Jim, 61, was an old friend of the Brassed Off star, who once worked as a drama teacher at Loreto College, Moss Side, when it was a Catholic girls’ convent school and regularly appeared at the Royal Exchange.
  
“He was already ill so he couldn’t do it. That’s how it came to me,” recalls Jim. “I could see why he wanted to do it. It’s a really lovely piece of writing.
  
“We were all very much part of the same generation. I did work with him very briefly. We just overlapped on an Alan Bennett many years ago. But on the whole we didn’t work together because if Pete would be doing it there would be no part for me. And vice-versa. We had a very similar background working.
  
“So I very easily recognise his journey and what he achieved.

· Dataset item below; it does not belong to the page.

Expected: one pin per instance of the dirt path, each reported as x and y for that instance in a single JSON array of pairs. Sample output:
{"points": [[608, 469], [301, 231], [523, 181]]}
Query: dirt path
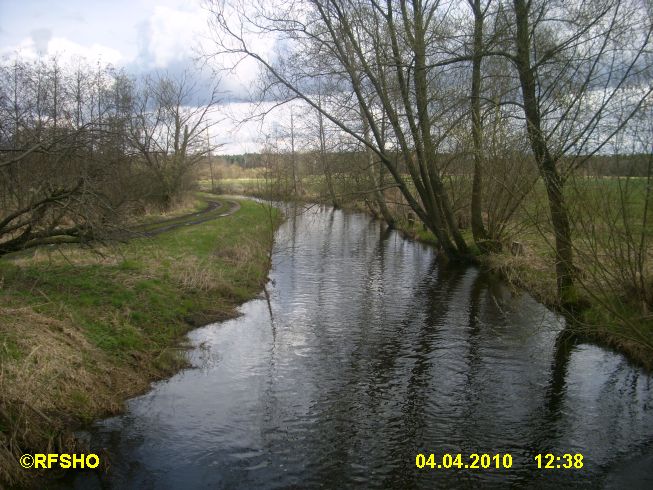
{"points": [[213, 210]]}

He was always dynamic and interesting and an exciting actor to watch. I’d go and see him in theatre and see him after. He was a lovely man.”
  
Exile contains many superb performances, not least from Jim, who won a Best Supporting Actor Oscar for his role as the husband of Irish novelist and Alzheimer’s sufferer Iris Murdoch in 2001 film Iris.
  
This time his character has the progressive dementia, with secrets of the past locked in his mind. “My mother had Alzheimer’s, so I knew as much as you want to know. It all rang very true from my experience,” he says.
  
“But that is just part of the story. It’s a thriller involving a father who can’t remember what happened and his son who is trying to get this story out of him.
  
“A lot of the scenes are quite edgy. But some are also very funny, as well. There are aspects of Alzheimer’s that are unintentionally amusing. And for that reason, very moving as well. You get the whole gamut.”
  
At various stages Jim had to strip naked and later walk through the snow dressed in just his vest, underpants and socks. While the concluding hour sees Tom joining his father in the bath, as he used to do when he was a child.
  
Tom tries to engage his father with the past to unlock his memory. He takes him to  a football match at Oldham Athletic’s Boundary Park ground and to a black tie Lancashire Evening News charity dinner.
  
Jim once planned to become a journalist himself. “I applied for a secretarial course to learn shorthand and typing. And I was lined up to start that and become a cub reporter on the Lincolnshire Echo. But then I got offered a student job in a theatre.”
  
After Exile he moved on to film The Iron Lady, playing husband Denis Thatcher to Meryl Streep’s take on Margaret Thatcher. The film is due in UK cinemas early next year. “Meryl is very impressive, as you can imagine,” reveals Jim.
  
Was it a shock when he first saw her in make-up and costume as the former prime minister? “Yes, seeing Maggie,” he grins. “But Meryl’s not scary.”